Institute of Combustion Problems, Kazakhstan
Title: The investigation of catalytic activity of polyoxide catalysts on the base of fiberglass in the reaction of carbon dioxide conversion of methane
Z A Mansurov is a General Director of the Institute of Combustion Problems, Kazakhstan. His scientific activity includes study and investigations of kinetics and mechanisms of hydrocarbon combustion and structure of cool soothing flames: catalytic carbon formation and its applied aspects. In 2002, he received Diploma for discovery of “Phenomenon of low-temperature cool-flame soot formation”. His professional career includes longstanding activity in INTAS Council of Scientists (Representative from Kazakhstan); participation in various international conferences including NATO-Workshops, author of more than 600 scientific papers; Editor-in-Chief of “Eurasian Chemico-Technological Journal” indexed at Scopus and “Combustion and Plasmochemistry Journal”.

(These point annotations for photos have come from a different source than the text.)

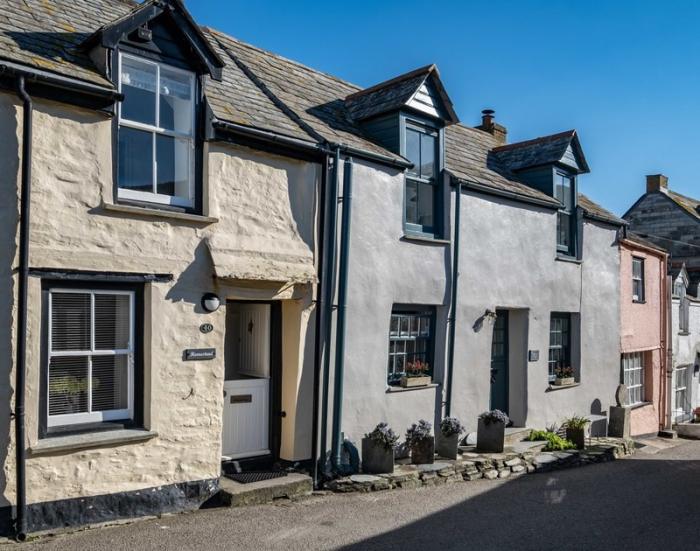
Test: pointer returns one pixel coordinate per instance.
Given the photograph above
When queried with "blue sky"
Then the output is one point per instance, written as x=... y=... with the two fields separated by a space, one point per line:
x=625 y=74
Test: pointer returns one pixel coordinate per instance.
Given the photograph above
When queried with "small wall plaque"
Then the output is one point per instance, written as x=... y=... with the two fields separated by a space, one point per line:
x=195 y=354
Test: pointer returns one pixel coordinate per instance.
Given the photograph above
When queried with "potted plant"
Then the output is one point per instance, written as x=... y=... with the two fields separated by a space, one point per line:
x=491 y=431
x=421 y=442
x=564 y=376
x=378 y=450
x=417 y=374
x=448 y=437
x=576 y=430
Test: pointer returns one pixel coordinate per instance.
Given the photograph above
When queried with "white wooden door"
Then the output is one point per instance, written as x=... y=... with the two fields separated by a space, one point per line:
x=246 y=418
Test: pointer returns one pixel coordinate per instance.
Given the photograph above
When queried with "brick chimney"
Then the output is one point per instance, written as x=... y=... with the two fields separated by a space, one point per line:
x=488 y=125
x=657 y=182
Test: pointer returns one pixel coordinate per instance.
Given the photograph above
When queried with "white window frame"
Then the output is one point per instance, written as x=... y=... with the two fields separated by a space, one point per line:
x=91 y=416
x=155 y=130
x=632 y=363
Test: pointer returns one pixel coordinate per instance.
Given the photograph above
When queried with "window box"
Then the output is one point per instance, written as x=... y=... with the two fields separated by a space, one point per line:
x=411 y=382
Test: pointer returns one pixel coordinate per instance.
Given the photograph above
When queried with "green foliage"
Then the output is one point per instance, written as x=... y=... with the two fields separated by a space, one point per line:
x=554 y=441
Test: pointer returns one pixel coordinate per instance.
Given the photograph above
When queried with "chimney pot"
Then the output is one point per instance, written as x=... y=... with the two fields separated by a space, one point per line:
x=656 y=182
x=498 y=131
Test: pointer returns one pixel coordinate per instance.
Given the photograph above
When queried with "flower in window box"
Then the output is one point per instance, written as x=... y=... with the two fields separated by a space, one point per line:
x=564 y=375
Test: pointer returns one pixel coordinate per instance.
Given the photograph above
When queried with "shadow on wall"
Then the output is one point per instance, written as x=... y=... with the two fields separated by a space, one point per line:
x=9 y=218
x=599 y=507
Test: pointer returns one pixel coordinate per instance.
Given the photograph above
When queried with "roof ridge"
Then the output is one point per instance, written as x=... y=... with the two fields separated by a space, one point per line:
x=280 y=57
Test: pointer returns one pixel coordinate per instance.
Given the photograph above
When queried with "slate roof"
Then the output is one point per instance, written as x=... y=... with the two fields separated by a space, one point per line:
x=262 y=90
x=539 y=151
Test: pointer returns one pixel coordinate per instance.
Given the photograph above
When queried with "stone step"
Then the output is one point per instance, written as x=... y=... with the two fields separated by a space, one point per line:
x=235 y=494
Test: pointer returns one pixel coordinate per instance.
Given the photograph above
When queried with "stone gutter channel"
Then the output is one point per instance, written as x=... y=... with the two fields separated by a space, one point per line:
x=473 y=466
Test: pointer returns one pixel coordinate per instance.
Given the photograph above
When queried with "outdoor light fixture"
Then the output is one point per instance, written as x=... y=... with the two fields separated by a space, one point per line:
x=210 y=302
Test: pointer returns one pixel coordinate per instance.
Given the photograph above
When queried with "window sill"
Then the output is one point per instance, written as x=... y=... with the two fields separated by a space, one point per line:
x=424 y=239
x=159 y=213
x=552 y=387
x=74 y=442
x=392 y=389
x=570 y=259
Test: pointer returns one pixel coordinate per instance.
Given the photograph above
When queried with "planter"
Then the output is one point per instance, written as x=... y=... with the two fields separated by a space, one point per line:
x=447 y=445
x=577 y=436
x=376 y=458
x=423 y=451
x=410 y=382
x=490 y=438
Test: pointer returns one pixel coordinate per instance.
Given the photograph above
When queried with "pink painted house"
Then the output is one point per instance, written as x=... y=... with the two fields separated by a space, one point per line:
x=643 y=331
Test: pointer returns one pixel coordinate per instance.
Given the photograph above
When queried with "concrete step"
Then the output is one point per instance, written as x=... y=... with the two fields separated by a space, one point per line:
x=235 y=494
x=516 y=434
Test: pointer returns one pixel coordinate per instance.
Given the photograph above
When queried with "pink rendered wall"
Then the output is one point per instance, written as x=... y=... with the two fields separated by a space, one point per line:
x=640 y=330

In the present work, studies of catalytic activity of nanostructured polyoxide catalytic systems (MgO, NiO and CoO) supported on glass fiber in the reaction of carbon dioxide conversion of methane were performed. The reaction was conducted in a vertical quartz flow reactor. The analysis of initial reagents and reaction products was carried out by "on-line" gas chromatography using a “GC-1000 Chromos” instrument with software. The deposition of active phases onto fiberglass support was performed by a "solution combustion" method. The effects of catalyst composition, temperature and contact time on the methane conversion and the yield of the target product-synthesis gas were studied. The most significant effect of temperature on the methane conversion and yield of the end product was observed in the temperature range of 750-850C. It was shown that all phases present in the catalyst composition contributed to the process under study. A study of physico-chemical characteristics of prepared catalysts samples by AFM, TPR, TEM and SEM methods was performed. It was shown that the active component on the surface of fiberglass was present in the form of nanoparticles with a size of 8-10 nm.